The test needs to be ABS(latitude) < 90 (not "<=") because at 90 degrees the math formula will become undefined/NULL (since dividing by COS(90) = DIV0!). Having done this in some projects I can also tell you that the safe thing is to check for Latitude being within the 87 degree boundaries, as anything above 87 degrees (or below -87) becomes silly in calculations as the meters-per-degree of longitude changes significantly more than that of latitude. In fact last time I checked the Google reference Mercator (in case you wish to draw/refer Geo data from there) doesn't allow for above 85 degrees offset from the Equator. It's been a while though, so this may have changed. To be more exact, every square (as your geopolyRegular() function claims to make) in Lat/Lon coordinates, unless it has its center on the Equator, is a Trapesium shape in real meters, not a square, and the distortion intensifies as latitude increases, to the point where above 87deg it becomes very close to a long thin Triangle.

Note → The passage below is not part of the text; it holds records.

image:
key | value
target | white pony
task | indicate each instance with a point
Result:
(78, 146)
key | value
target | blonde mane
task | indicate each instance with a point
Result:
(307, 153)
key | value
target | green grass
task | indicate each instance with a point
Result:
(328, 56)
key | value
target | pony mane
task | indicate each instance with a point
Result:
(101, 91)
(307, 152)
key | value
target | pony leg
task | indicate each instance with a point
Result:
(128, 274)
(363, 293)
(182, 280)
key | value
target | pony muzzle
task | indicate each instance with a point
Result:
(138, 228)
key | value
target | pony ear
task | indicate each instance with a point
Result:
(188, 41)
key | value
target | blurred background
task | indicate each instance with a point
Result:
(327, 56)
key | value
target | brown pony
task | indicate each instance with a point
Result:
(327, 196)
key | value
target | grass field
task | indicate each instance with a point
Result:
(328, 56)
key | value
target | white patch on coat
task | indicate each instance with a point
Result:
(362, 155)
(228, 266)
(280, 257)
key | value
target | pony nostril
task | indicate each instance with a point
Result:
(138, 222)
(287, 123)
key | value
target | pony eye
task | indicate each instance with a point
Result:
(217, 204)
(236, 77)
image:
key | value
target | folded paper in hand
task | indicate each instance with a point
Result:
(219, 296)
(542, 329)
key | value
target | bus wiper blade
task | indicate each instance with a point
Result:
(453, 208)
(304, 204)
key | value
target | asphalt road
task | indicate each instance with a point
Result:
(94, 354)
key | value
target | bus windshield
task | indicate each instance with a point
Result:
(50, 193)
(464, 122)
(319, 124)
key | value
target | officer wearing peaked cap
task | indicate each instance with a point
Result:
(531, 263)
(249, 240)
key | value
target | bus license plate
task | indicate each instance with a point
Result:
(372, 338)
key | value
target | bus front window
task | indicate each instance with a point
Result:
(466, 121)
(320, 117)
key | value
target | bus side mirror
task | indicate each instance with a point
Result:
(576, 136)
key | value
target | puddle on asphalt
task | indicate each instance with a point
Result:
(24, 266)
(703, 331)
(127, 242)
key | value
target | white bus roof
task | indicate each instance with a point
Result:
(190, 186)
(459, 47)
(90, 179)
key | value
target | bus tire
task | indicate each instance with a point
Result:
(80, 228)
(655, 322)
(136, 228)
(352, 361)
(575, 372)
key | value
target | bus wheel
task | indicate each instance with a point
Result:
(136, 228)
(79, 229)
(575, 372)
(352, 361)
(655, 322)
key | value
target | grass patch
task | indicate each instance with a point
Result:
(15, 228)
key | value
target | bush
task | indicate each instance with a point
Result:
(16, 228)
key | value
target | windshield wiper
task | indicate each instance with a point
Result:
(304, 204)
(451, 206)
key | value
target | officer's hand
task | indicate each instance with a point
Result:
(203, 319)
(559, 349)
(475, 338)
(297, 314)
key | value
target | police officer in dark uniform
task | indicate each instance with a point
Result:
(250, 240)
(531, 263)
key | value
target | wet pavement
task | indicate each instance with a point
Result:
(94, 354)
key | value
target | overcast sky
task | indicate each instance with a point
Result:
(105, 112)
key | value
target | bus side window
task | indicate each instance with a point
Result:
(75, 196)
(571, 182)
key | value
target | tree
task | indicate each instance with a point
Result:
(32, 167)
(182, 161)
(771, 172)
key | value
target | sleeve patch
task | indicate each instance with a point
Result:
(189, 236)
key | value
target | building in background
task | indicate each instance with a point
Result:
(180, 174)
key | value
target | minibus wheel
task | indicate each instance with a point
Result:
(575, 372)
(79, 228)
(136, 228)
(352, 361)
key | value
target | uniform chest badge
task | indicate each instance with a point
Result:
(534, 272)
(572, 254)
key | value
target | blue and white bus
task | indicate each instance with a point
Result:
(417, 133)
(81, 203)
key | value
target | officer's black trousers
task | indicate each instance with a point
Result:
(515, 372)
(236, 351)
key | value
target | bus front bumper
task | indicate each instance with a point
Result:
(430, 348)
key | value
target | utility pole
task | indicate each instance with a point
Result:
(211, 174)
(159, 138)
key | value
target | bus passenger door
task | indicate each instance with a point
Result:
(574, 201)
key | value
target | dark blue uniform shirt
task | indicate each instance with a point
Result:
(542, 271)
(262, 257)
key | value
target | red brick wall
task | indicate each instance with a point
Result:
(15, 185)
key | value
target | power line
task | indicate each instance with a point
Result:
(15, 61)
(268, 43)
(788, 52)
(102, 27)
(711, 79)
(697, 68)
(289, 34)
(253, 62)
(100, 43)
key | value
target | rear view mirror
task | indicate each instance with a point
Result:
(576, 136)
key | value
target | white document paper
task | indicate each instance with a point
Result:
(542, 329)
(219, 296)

It's also maybe useful to note that the formula is a rough approximation to the averaged Geodesic and not precise, nor taking elevation into account or the fact that Earth's geodesics are not perfectly spherical (there are formulae that do), though it should still be within 5m latitudinal distance at the worst error. (In case someone is interested in sub 5m distances of their Lat/Lon/elevation).

There's a lot more to say, but I'll stop here since I doubt you need to get into the detail above, but perhaps just say that the calculations used are for demonstration and more accurate ones do exist, in case someone takes your article as Geo-precise.

Lastly, you never mention what you scripted it in before diving right in - I had to read through some bit of code to detect the ES6 notation before the light went on, but even then, understanding it was done specifically in NodeJS only became clear at the bottom of the page when I saw a link to it. (I realize the language is not important to the example, but it still helps to know what you are looking at to follow the meaning).

Good article though, succinct and showing the idea schematics and SQL clearly.

(7) By punkish on 2023-05-08 10:46:27 in reply to 6 [link] [source]

thanks for your suggestions. I have incorporated them in the article.